IT is extremely encouraging to read the views from Dr Tim Rideout, Convener of the Scottish Currency Group, as he states in his letter (April 20) that policies of the state, not the banks, should be the target in Scotland’s future fiscal and monetary policies of an independent nation, and also then followed by the letter from Alex Thomson of Coldstream.

Independence for Scotland will mean a wonderful opportunity to update its currency obligations without being stifled by those of the UK, which has not the means or courage to deviate from its outdated currency policies that suit the conservative general attitude on running a country. Let’s not waste the opportunity.

The contents of these two writers’ opinions provide useful ammunition in dealing with the fear factor espoused by Westminster that currency will be a problem when Scotland becomes independent.

READ MORE: Banks have simply been responding to badly flawed policies of the state

The use of modern terms that are now becoming more frequent regarding fiscal management discussions mean that emerging and established countries are spreading the message to indicate that with the right knowledge and a break away from traditional fiscal policies will ensure that the mysteries of embedded traditional fiscal policies are blown apart.

On the same page of the National Conversation Alex Thomson writes about MMT, which stands for Modern Monetary Theory – and additionally the term “fiat money” – that is now becoming the vogue, all new to me.

Never heard of them? Neither had I. In my mind fiat was a motor car. A book I am currently reading has opened my eyes even though this aged brain is on its way out! A few pages read at night sends me off into a deep sleep as it is for me a heavy read. The Deficit Myth by Stephanie Kelton. Well worth a read.

I now realise that the fear factor espoused by the Westminster elite and media is a mistaken reality that they play on regarding opposition to an independent Scotland, hoping that we lack the knowledge to stand up for ourselves.
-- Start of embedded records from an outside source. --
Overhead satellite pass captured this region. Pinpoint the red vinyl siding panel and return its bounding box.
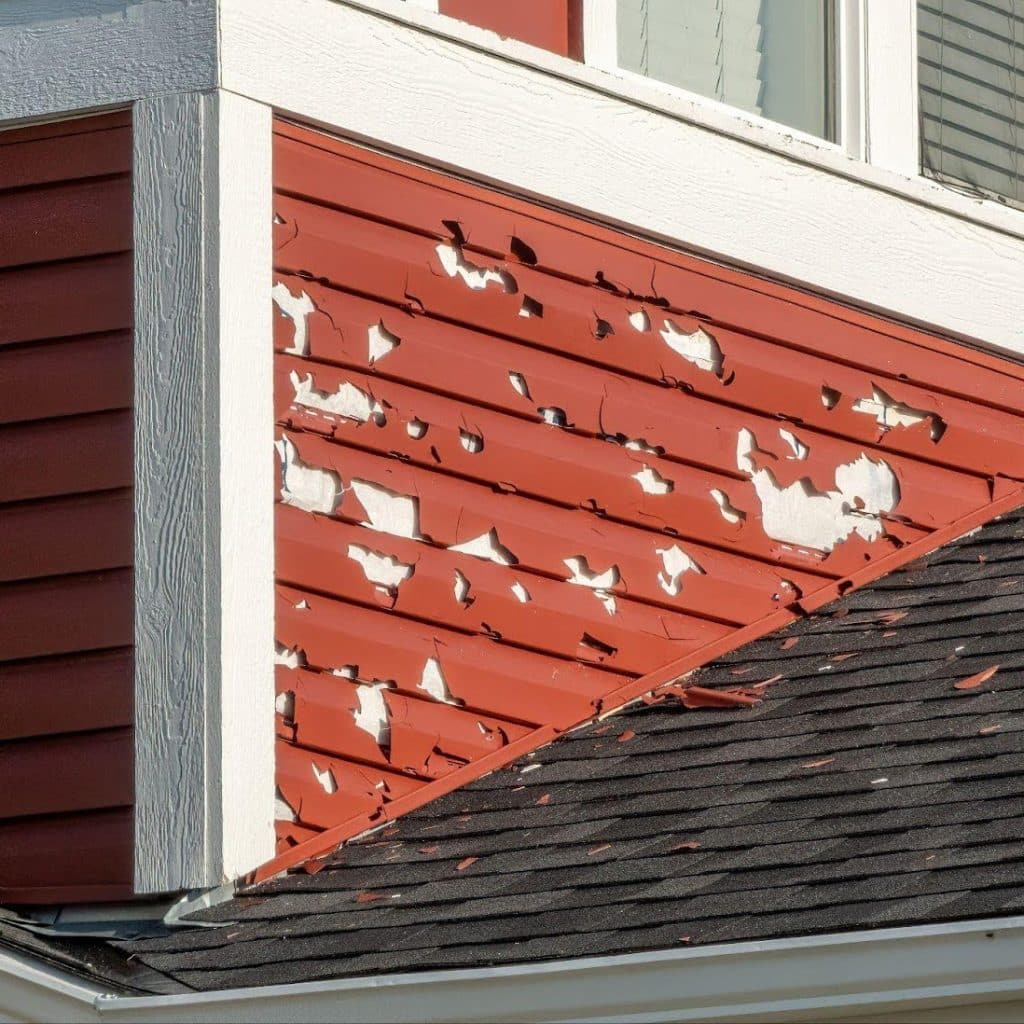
[0,114,134,903]
[274,122,1024,867]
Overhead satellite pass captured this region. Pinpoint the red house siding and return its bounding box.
[274,117,1024,866]
[0,114,133,903]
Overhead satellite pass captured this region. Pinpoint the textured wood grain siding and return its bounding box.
[0,108,133,902]
[273,116,1024,866]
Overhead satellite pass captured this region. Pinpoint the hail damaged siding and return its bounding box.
[273,123,1024,864]
[0,114,133,903]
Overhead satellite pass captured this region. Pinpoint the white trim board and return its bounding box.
[221,0,1024,353]
[6,918,1024,1024]
[134,92,274,893]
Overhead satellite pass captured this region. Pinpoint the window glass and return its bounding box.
[616,0,836,139]
[918,0,1024,206]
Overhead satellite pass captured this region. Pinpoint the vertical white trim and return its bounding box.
[864,0,921,176]
[583,0,618,71]
[134,92,273,892]
[207,92,274,879]
[836,0,866,160]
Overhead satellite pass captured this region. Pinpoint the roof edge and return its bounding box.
[251,485,1024,884]
[12,916,1024,1024]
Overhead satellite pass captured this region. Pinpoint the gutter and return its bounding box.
[6,916,1024,1024]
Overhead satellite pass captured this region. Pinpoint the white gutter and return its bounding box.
[6,918,1024,1024]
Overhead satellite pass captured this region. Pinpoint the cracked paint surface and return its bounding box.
[271,116,1024,849]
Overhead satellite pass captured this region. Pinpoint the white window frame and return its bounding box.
[583,0,921,176]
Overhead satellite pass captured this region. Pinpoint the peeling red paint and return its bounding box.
[259,117,1024,877]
Yes. We can start with a clean slate and hopefully the election on May 6 will be the start of a well overdue change in Scotland’s history, making a proper use of a competent, enthusiastic, skilful population that are eager to put their skills, knowledge and enthusiasm to use in a successful independent country.

My worry is that The National is the only independence-leaning medium out there and traditionally a lot of the population only read the likes of the Record, The Daily Mail, The Sun, et cetera who will not devote pages to this information to compete with the sensationalism that they like to feed many of their readers.

W D Mill Irving
Kilbirnie

IN his letter to on Tuesday, responding to the Scottish Banking & Finance Group article on April 19 (“Here’s a monopoly we don’t want in our new Scotland”), Tim Rideout asserts that the SBFG is attacking the wrong target. He concludes at the end of his letter that “reforming banks will achieve little on its own”.

It seems that Tim has completely misread the SBFG argument. We are saying that it is the banking and financial SYSTEM that needs to be reformed. This is what we said: “A monetary and currency system functions within a framework of institutions and law which governs how they interconnect and how they are managed. A ‘bankers’ currency’ is one in which the creation of money is delegated by the state to private commercial banks who create money in the form of credit. Decisions about the purposes that credit is provided for are left to these banks, although the degree of autonomy they may exercise can be constrained to some degree by rules and regulations.”

READ MORE: Here’s why an independent Scotland must take away the monopoly from private banks

This framework is shaped by the state – which is the same point Tim is making. The SBFG article is not advocating the reform of banks but of the banking and financial system, which is the environment in which banks operate. Banks will have to adapt to a new system or they will perish – that does not mean the inevitable extinction of privately owned commercial banks but it must mean their subservience to the needs of the economy and of the public.

The fact is that the banking and financial oligarchy has captured the institutions of the state and subverted our democracy and the terms of our discourse about economics and finance.

This is why a democratic written constitution is an essential part of what needs to be done to give Scottish independence a chance of success. Currency, constitution, and banking and financial reform are the three inter-linked and essential elements that must be dealt with.

Tim correctly identifies the mismatch between long-term bank assets and short-term liabilities. This is why banks go to the wholesale money markets to address the liquidity problem this creates. A redesign of the financial system needs to address this problem – the state has to step in to deal with this liquidity trap, whether it be caused by business lending or mortgage lending. If it is not dealt with then our banking system cannot be disentangled from global financial markets. One of the important lessons of the 2008 global financial crash is that the extent of integration between a domestic economy and global financial markets is THE critical factor in financial crisis contagion, regardless of whether the country has a balance of trade surplus.